There are ways of reading our Bible that lead us away from God’s call. It’s not enough to know our Bibles. It’s not enough to quote a few verses to justify our position on this or that issue. That’s what slave-owners did, and their pastors justified it from the pulpit.
The truth is that Biblical interpretation can fail us when it comes to following and recognizing Jesus. Like I said, that was the third failure of the disciples on the road to Emmaus. They knew their Bibles, they knew the scriptures, but they still misrecognized Jesus.
It’s all too easy to misunderstand the Bible. So we need all the help we can get. We need friendships that lead us into the wisdom of the Holy Spirit, and we need strangers who help us rethink the convictions that blind us from Jesus Christ.
Now, the fourth and final failure of the disciples.

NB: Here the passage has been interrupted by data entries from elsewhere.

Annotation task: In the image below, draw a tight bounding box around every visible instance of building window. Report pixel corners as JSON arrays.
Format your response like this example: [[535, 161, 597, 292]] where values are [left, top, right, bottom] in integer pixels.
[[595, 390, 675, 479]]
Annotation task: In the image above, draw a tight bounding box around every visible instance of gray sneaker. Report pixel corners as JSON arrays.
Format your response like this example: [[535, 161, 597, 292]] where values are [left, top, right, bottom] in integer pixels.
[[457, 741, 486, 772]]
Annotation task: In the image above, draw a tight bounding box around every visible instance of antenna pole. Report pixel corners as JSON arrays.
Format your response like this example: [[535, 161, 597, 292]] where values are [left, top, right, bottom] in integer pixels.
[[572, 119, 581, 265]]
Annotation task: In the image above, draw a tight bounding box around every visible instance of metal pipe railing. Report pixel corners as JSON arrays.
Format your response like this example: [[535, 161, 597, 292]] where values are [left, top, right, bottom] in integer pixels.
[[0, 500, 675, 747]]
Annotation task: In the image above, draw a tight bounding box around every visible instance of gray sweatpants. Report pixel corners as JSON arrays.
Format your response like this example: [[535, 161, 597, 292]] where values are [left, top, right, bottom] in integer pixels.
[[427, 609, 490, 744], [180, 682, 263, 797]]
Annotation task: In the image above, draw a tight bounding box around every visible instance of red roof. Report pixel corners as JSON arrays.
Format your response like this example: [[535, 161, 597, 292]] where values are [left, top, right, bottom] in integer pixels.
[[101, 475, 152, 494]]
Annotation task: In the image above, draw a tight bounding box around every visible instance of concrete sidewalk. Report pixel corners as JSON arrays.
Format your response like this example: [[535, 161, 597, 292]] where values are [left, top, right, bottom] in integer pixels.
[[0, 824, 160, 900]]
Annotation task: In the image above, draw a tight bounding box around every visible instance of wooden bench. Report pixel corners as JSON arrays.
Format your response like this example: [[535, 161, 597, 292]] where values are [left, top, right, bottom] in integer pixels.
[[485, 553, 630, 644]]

Here’s what happens. After their long walk, the two disciples and Jesus are hungry for a meal. They are gathered around the table, the two disciples and the stranger. Jesus takes the bread, breaks it, and feeds Cleopas and his friend. “Then,” it says in verse 31, “their eyes were opened, and they recognized him; and he vanished from their sight.”
In the meal they catch a glimpse of Jesus. They recognize him. But, if we read a few verses later, when they catch another glimpse of him, they misunderstand Jesus’ resurrected presence. They think he is a ghost—not flesh and blood. “They were startled and terrified,” it says in verse 37, “and thought that they were seeing a ghost.” They see Jesus, but they don’t see him.
We could say that this final failure, or this half-failure, is a culmination of all the previous misrecognitions. Because, finally, with unveiled eyes, they see Jesus, but they refuse to believe he’s real. They would rather think of him as a ghost or a spirit without flesh. They think of him as fundamentally different, fundamentally other, fundamentally strange—someone to fear, a threat to their community of disciples.
At first, we fear strangers. At first, we fear that which is foreign to us, foreign to our communities and to our churches. We protect ourselves from people who are foreign to our way of doing things, because we are afraid of losing what we have and afraid of losing what we think is essential to who we are and what we do.
To call someone a ghost is to think of them as unnatural. That’s why Jesus invites them to touch him: “Touch me and see,” he says (verse 39). Come close. See my life. See my body. It’s like yours.
“Touch me and see.” Jesus invites intimacy. He invites his friends to see him as a stranger who is a friend; as a foreigner who is a brother; and as an other who is the same.